Amo a Rebecca Ferguson (ei, Becky, luv u!). Até hoje, sua assustadora e sexy Rose Cartola, de Doutor Sono, não sai da minha cabeça. Mas Juliette e seu tom introvertido, com um certo TEPT, não coaduna com o de sua contraparte mirim, interpretada pela ótima Amelie Child-Villiers. Nada que atrapalhe, porém.
Toda a sacada da Martha Walker mobilizando esforços da Mecânica para trocar as fitas de vedação e salvar a vida de Juliette no mundo exterior foi antológica e emocionante. Mas nunca é explicado por que o ar externo é tão letal. Pela velocidade das mortes, dá para descartar radiação e patógenos. Só pode ser algum agente químico, desses de uso militar. Porém, quando Juliette cruza a borda da cratera, se vê ao longe a silhueta de uma metrópole em ruínas (que já descobriram ser Atlanta — https://imgur.com/a/KwSPW1i ), o que inviabiliza minha teoria. Em parte.

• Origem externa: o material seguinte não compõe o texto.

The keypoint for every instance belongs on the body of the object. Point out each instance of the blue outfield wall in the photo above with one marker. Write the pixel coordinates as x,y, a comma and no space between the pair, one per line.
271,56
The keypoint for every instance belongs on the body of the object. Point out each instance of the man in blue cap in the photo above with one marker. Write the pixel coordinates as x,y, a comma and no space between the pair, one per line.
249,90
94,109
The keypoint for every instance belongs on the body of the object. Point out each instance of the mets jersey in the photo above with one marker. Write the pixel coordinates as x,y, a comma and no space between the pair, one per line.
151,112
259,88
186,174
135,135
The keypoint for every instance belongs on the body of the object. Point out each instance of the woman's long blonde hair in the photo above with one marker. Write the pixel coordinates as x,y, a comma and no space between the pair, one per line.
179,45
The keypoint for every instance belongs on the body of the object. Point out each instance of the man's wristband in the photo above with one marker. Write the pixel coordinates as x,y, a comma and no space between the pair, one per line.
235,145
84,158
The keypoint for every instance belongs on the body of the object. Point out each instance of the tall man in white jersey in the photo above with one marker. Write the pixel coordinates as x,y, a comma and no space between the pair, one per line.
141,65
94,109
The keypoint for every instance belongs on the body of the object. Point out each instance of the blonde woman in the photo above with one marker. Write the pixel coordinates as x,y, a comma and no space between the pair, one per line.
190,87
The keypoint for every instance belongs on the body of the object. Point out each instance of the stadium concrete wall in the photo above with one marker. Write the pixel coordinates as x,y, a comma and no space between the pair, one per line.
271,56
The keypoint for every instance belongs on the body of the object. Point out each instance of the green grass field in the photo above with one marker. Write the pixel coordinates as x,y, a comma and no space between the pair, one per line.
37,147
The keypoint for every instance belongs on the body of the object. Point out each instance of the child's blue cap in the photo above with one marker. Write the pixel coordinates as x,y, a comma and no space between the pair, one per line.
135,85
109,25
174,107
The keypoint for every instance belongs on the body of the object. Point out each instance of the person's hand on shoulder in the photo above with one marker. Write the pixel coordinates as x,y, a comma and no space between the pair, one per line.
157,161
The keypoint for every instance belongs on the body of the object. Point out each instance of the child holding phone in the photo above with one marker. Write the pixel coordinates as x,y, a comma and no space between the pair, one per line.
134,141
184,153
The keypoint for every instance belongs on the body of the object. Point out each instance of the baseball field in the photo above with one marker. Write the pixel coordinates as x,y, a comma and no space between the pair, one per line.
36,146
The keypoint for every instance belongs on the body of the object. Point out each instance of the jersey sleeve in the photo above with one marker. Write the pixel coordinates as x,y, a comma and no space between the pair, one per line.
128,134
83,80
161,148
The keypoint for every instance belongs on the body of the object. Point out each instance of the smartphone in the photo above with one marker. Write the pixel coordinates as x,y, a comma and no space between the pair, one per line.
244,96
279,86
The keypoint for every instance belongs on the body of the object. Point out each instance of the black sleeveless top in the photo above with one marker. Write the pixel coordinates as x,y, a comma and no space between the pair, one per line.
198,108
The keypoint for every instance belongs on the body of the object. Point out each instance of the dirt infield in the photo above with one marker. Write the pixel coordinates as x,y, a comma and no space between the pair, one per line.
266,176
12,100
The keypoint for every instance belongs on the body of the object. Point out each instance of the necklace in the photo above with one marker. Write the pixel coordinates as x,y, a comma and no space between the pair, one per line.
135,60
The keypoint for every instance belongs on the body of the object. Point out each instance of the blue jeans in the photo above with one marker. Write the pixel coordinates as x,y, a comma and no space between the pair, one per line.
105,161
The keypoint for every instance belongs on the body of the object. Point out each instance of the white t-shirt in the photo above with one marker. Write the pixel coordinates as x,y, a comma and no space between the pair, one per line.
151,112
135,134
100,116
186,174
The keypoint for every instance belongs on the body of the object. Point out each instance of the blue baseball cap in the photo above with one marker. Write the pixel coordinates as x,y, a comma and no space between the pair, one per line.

Outra tese que foi para o vinagre é a de que tudo não passava de um O Show de Truman pós-apocalíptico. E que o personagem de Robbins exercia o mesmo papel de Ed Harris naquele filme(aço). Parecia uma boa.
Fica claro que o holograma de uma Terra verdejante e cheia de vida é exibido apenas no visor do capacete (que tecnologia, hm?). Mas não explicam a motivação de todo esse engodo para alguém com apenas mais alguns segundos neste plano. Conforto na hora da morte seria uma explicação, se o Judicial ou o TI tivessem alguma empatia por alguém. É mais provável que seja um incentivo para o condenado limpar a câmera e revelar para todos os internos a linda paisagem que só ele está vendo. Que sacanagem.
Na cena final, é revelado que eles são vizinhos de vários outros Silos – no mínimo 18, se considerar a numeração do HD-MacGuffin com o desenho estrutural da edificação. Inclusive a porta gigantesca que jaz nas fundações do Silo deve ser a ligação com os demais. Neste caso, eles são, literalmente, "vizinhos de porta".
E por que a tal porta sempre foi mantida fechada e deliberadamente apagada dos registros? O que escondem os outros Silos? Ou quem...
Se na próxima temporada (já confirmada) ao menos metade destas questões for respondida, topo até um tour pelo Silo.